Le processus de paix au Proche-Orient serait-il enfin relancé ? L’espoir est permis depuis que l’OLP (organisation de libératioon de la Palestine) a fait sa voir dimanche qu’elle acceptait de mener des discussions indirectes avec Israël sous l'égide des Etats-Unis.

"La direction palestinienne a décidé de donner une chance à la suggestion américaine d'aboutir à un accord en conduisant des discussions indirectes avec Israël", a déclaré Yasser Abed Rabbo, le secrétaire général de l'OLP lors d'une conférence de presse à Ramallah (Cisjordanie), siège de l'Autorité palestinienne du président Mahmoud Abbas.

Pas l’unanimité

Cette décision, entérinée par le Comité exécutif de l'Organisation de Libération de la Palestine (OLP), fait suite au soutien apporté par les ministres arabes des Affaires étrangères à des négociations indirectes pour une durée de quatre mois afin de "donner une chance" aux efforts de paix américains.

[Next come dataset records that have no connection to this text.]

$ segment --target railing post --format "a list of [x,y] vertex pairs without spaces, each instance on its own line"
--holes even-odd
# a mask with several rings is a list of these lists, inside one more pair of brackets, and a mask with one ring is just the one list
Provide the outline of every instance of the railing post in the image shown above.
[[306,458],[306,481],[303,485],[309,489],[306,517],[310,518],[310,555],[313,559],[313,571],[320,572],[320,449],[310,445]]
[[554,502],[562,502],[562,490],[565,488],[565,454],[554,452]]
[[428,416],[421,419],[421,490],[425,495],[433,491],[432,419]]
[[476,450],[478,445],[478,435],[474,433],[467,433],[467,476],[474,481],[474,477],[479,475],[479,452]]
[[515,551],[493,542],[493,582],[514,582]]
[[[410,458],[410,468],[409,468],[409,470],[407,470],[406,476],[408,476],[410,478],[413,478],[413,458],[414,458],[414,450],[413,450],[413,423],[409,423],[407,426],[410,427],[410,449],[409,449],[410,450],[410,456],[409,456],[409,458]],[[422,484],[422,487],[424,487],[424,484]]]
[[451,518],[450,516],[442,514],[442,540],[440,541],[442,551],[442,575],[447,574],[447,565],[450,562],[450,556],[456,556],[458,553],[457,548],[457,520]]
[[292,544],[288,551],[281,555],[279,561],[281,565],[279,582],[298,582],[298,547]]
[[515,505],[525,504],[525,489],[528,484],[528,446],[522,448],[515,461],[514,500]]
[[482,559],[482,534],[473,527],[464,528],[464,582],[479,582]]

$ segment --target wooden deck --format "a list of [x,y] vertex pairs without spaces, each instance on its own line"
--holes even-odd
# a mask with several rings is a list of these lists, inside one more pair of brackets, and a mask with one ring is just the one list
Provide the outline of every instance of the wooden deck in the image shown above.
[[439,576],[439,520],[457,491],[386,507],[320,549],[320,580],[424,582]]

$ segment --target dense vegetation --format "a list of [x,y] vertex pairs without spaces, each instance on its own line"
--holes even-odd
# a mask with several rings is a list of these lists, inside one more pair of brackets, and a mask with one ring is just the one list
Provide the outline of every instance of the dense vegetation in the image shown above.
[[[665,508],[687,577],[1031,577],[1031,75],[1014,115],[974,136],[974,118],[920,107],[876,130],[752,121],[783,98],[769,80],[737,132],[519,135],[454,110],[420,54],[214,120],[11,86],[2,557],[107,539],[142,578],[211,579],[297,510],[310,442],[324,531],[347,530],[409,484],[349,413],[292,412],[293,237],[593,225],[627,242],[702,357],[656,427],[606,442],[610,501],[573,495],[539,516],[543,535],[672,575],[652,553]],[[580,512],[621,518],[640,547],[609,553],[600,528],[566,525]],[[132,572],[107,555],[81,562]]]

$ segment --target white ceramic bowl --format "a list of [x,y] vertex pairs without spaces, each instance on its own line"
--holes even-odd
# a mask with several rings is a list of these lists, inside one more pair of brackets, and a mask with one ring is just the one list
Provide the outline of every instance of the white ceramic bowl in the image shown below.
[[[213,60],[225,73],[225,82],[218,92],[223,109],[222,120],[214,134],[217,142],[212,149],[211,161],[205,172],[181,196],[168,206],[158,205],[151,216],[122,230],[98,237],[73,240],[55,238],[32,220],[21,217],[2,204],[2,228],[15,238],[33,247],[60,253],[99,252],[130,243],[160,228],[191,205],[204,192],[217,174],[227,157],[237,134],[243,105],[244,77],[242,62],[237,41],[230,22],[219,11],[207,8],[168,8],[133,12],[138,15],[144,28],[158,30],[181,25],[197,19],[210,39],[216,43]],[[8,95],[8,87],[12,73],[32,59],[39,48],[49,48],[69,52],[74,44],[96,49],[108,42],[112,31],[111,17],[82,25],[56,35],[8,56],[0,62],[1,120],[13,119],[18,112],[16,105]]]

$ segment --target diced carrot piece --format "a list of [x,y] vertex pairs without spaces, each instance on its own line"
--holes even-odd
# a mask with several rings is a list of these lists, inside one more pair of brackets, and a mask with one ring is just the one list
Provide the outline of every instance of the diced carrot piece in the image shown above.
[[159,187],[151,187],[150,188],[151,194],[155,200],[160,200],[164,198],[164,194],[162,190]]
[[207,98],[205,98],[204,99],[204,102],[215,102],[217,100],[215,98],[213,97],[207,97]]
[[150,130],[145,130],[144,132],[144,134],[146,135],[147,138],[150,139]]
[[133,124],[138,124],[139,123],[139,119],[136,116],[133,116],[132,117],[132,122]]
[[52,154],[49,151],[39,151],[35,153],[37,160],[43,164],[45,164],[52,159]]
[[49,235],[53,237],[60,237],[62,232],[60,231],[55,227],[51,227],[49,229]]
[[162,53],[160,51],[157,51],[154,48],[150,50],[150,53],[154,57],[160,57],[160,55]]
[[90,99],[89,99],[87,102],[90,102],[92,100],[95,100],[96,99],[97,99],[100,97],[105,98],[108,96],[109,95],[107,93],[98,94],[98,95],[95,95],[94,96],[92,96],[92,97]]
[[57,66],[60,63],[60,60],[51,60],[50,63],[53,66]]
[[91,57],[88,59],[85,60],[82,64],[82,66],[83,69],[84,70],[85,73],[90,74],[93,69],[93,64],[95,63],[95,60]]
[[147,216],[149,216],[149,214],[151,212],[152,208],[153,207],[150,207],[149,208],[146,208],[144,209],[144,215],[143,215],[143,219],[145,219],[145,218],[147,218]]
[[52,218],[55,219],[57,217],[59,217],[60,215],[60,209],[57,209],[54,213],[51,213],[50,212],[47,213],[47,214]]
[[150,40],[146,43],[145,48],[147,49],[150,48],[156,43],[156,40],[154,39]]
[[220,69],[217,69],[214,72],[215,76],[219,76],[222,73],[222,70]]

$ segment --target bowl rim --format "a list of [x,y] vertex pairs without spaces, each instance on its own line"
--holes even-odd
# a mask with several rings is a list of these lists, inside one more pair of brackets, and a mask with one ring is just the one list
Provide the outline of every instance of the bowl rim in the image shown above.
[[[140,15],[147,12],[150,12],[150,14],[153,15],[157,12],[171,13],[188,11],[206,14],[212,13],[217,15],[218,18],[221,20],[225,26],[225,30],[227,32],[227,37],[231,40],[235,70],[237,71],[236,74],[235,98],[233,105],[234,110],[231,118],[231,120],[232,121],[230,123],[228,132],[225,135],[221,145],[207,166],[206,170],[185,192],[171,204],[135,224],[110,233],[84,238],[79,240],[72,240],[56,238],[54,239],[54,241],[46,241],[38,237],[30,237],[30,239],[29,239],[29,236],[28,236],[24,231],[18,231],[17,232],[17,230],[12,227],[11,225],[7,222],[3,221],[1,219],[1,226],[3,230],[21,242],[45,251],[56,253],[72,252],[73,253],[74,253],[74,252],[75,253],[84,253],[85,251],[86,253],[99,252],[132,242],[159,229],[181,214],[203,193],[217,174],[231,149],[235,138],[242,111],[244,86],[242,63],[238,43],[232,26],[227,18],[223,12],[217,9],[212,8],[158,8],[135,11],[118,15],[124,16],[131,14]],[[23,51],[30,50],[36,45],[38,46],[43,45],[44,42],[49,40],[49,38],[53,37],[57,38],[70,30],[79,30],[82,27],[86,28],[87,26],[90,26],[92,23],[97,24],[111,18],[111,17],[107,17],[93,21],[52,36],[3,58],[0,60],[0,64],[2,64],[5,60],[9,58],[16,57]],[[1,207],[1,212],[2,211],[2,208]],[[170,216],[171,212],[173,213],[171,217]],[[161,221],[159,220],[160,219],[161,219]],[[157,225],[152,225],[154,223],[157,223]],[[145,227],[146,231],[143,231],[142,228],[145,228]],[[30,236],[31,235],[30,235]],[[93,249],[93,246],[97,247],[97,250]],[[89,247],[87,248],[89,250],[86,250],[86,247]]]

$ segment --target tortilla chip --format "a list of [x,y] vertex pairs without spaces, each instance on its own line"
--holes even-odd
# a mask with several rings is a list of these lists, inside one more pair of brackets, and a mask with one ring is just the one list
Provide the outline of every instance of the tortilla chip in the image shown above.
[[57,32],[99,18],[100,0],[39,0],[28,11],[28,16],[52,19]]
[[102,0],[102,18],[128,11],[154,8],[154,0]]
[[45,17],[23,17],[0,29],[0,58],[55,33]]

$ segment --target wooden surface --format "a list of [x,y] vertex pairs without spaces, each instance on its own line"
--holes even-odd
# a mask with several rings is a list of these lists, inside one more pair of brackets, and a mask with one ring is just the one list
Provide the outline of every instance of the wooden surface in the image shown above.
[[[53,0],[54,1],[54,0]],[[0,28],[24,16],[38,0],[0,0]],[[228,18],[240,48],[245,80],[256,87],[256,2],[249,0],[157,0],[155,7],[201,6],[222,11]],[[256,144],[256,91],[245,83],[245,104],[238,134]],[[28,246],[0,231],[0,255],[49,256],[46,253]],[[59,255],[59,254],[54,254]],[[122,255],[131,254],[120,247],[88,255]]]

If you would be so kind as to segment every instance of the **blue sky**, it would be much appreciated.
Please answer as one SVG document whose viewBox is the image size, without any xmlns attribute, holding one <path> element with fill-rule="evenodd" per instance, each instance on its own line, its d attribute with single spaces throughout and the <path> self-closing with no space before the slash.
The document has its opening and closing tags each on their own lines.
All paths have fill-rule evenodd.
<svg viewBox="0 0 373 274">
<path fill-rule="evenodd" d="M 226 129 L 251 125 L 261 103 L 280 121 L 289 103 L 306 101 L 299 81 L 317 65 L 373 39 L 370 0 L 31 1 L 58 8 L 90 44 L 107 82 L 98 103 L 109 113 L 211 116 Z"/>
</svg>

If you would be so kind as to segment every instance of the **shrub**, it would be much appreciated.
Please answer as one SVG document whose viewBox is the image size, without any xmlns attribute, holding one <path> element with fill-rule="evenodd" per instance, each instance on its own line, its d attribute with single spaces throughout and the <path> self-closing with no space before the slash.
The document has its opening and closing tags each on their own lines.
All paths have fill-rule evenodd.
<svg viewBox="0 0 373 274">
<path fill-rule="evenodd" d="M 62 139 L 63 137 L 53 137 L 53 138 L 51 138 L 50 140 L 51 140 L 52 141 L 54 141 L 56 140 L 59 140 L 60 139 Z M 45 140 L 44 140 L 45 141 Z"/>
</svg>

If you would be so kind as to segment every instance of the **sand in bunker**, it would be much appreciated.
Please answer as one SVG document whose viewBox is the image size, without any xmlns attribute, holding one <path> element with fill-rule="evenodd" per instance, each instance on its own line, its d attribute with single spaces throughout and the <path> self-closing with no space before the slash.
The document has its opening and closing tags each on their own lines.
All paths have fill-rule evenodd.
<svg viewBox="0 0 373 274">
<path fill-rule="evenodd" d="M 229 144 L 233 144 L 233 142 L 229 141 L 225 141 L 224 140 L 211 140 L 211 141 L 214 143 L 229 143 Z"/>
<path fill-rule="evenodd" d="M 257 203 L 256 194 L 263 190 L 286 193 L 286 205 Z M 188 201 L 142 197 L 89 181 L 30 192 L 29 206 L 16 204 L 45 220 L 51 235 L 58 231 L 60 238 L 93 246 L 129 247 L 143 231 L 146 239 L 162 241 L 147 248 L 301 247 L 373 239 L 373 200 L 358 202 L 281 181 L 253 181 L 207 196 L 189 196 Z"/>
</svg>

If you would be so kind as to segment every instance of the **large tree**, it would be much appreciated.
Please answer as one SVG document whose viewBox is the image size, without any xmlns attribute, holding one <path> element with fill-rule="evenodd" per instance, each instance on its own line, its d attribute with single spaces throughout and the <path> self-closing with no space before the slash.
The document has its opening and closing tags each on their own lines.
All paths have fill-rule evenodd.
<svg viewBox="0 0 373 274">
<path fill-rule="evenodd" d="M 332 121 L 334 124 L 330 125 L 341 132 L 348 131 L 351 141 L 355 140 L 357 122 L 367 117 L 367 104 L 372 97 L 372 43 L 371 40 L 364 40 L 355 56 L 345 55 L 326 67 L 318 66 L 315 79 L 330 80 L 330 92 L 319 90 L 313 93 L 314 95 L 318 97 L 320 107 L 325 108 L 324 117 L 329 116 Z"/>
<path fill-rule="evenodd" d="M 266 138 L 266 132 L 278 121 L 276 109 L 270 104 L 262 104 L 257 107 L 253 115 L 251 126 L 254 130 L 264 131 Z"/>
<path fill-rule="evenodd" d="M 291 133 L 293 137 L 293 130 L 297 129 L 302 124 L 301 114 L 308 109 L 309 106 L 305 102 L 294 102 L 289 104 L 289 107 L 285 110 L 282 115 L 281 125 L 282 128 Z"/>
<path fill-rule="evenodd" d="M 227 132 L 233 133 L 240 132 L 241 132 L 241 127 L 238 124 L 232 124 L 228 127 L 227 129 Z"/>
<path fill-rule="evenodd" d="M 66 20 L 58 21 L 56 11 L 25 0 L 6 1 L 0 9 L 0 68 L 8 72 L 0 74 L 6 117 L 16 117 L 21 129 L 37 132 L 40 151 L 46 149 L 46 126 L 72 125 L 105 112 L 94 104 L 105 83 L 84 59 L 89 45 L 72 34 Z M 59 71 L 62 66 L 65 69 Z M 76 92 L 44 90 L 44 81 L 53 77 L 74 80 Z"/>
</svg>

Le feu vert de l'OLP, qui était attendu, ne fait toutefois pas l'unanimité dans les rangs palestiniens. Deux factions de gauche, le Parti populaire (ex-communiste) et le Front populaire de libération de la Palestine (FPLP), qui sont membres de l'OLP, ont exprimé leur opposition à ces discussions indirectes, estimant que les conditions de leur succès n'étaient pas réunies. De son côté, le mouvement islamiste Hamas, qui contrôle la bande de Gaza, mais ne fait pas partie de l'OLP, est farouchement opposé à toute discussion avec Israël.